Are you looking for ways to respond to the recent shootings of Alton Sterling, Philando Castile, and the dozen of Dallas police and civilians killed or wounded this week? Here are just a few:
- Donate to national organizations like HopeMob and Fearless Dialogues to extend their effective work
- Include rituals in worship this week that help congregants to physically, vocally, and spiritually lament, confess, share supplications, and be reminded of goodness
- Gather with family, friends, and neighbors to pray for your community and our country
- Consider ways you personally have objectified other people in thought, word, or deed, and create new practices to see, listen, and love your neighbor with greater sincerity and in ways they perceive being seen, heard, and loved
- Consider ways your neighbors suffer, what sudden deaths, unjust incarcerations, or infringement on civil rights occur in your community, and how you can create restoration
- Practice acts of kindness and love with your family, friends, and neighbors today and throughout the weekend
- Don’t be surprised if you feel fatigued or irritable – this is a normal response when you are moved in your spirit by what’s happened. Instead, consider these signs of your own need to breath deeply, be nourished, and find caring people with whom to communicate what’s happened.
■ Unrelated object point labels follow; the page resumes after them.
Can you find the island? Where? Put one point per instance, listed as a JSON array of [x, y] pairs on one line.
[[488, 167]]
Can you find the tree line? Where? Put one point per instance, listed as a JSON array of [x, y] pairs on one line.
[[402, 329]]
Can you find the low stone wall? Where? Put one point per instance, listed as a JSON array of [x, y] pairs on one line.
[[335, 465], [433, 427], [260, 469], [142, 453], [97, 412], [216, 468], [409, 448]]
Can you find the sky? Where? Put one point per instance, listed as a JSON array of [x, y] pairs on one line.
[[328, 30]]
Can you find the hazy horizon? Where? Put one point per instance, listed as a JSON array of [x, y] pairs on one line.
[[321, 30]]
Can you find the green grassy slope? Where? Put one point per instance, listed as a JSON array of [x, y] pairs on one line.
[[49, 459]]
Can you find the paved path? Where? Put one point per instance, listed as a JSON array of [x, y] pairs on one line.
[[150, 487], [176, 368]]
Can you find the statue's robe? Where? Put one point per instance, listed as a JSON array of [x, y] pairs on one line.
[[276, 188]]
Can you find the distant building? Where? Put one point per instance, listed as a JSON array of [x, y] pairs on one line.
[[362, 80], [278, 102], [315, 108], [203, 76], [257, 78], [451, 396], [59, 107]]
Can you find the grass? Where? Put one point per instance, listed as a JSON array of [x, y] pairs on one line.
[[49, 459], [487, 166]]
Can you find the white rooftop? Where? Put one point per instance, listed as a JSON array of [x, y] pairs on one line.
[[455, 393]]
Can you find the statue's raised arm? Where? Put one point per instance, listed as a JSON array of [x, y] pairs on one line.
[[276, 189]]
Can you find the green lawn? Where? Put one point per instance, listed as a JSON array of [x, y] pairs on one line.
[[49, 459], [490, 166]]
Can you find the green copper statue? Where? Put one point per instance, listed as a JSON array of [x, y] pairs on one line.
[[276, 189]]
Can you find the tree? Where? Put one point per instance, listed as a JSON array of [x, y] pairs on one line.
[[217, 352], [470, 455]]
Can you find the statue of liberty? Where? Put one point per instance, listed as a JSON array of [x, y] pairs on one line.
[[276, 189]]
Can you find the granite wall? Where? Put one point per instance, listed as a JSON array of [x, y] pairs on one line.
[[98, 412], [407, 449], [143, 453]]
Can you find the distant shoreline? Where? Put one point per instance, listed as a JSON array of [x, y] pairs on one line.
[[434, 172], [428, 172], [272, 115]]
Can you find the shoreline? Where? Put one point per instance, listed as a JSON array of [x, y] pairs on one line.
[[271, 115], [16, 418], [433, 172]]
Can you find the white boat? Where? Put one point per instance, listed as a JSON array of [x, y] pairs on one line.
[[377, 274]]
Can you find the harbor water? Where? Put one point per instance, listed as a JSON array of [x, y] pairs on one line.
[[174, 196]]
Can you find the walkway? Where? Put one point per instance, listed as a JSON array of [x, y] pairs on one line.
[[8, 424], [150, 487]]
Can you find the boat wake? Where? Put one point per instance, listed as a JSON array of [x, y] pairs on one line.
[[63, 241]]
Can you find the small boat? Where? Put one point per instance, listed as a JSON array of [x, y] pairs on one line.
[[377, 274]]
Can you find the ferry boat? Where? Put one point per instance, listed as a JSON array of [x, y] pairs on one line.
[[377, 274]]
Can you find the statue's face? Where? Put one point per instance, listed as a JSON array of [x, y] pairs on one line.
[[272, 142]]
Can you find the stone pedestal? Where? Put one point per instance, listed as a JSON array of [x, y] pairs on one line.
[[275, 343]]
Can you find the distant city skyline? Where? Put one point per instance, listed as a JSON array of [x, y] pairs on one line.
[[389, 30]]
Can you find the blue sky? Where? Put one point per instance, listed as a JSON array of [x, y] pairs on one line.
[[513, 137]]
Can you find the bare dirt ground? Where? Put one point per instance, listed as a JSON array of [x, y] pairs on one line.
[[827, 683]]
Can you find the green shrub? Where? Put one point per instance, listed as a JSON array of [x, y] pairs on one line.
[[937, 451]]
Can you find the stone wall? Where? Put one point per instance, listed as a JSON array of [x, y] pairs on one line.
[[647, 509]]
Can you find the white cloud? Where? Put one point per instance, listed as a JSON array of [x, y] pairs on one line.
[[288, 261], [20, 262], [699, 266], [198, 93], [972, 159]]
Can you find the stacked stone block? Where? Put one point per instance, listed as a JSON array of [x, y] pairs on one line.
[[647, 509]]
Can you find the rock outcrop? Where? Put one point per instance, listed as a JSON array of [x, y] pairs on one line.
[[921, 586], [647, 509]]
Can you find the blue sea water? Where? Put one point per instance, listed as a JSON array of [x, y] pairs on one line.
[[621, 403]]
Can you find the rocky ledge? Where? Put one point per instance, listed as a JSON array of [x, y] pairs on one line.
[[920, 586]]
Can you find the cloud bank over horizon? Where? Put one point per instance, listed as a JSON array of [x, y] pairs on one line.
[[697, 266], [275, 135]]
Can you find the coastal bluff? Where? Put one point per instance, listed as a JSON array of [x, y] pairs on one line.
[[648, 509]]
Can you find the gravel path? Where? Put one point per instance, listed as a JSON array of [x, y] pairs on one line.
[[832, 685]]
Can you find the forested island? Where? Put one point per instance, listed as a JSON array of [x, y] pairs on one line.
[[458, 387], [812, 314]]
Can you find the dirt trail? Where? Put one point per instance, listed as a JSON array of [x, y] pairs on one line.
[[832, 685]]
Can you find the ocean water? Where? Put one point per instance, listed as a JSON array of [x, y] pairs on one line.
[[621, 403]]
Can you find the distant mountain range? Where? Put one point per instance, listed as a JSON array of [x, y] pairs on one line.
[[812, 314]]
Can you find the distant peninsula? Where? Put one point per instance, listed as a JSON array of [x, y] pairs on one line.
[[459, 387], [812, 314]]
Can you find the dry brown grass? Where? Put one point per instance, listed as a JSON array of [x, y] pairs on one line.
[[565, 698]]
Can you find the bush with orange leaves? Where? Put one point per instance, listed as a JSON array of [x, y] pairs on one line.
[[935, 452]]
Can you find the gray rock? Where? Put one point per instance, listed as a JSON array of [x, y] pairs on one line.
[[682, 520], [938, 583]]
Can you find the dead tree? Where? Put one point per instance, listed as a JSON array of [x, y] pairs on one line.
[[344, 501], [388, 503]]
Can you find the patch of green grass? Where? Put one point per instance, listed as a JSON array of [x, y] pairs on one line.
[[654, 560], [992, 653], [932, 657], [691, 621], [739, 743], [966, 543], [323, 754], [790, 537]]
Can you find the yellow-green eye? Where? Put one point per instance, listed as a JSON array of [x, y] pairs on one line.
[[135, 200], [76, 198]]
Recently, when speaking to a packed auditorium at the University of California, Santa Barbara, which experienced a mass shooting in May 2014, renowned defense attorney Bryan Stevenson encouraged his audience to “get proximate” in order to continue effecting goodness in the country. Practices listed above will help you get proximate to what’s been going on this week in our country, to survivors, and to people who continue to suffer. The only way healing, safety, and dignity for all neighbors in the United States today will come about is through proximate and caring relationships – by each one of us being willing to draw near, be moved, and respond.
But you can feel it, can’t you? As Dallas protest organizers, Mark and Cory Hughes, even after being suspected and detained for interrogation, continue to speak about the importance of nonviolence and building cooperative and caring relationships across community sectors.
Cultural change is happening. And you can be a part of it.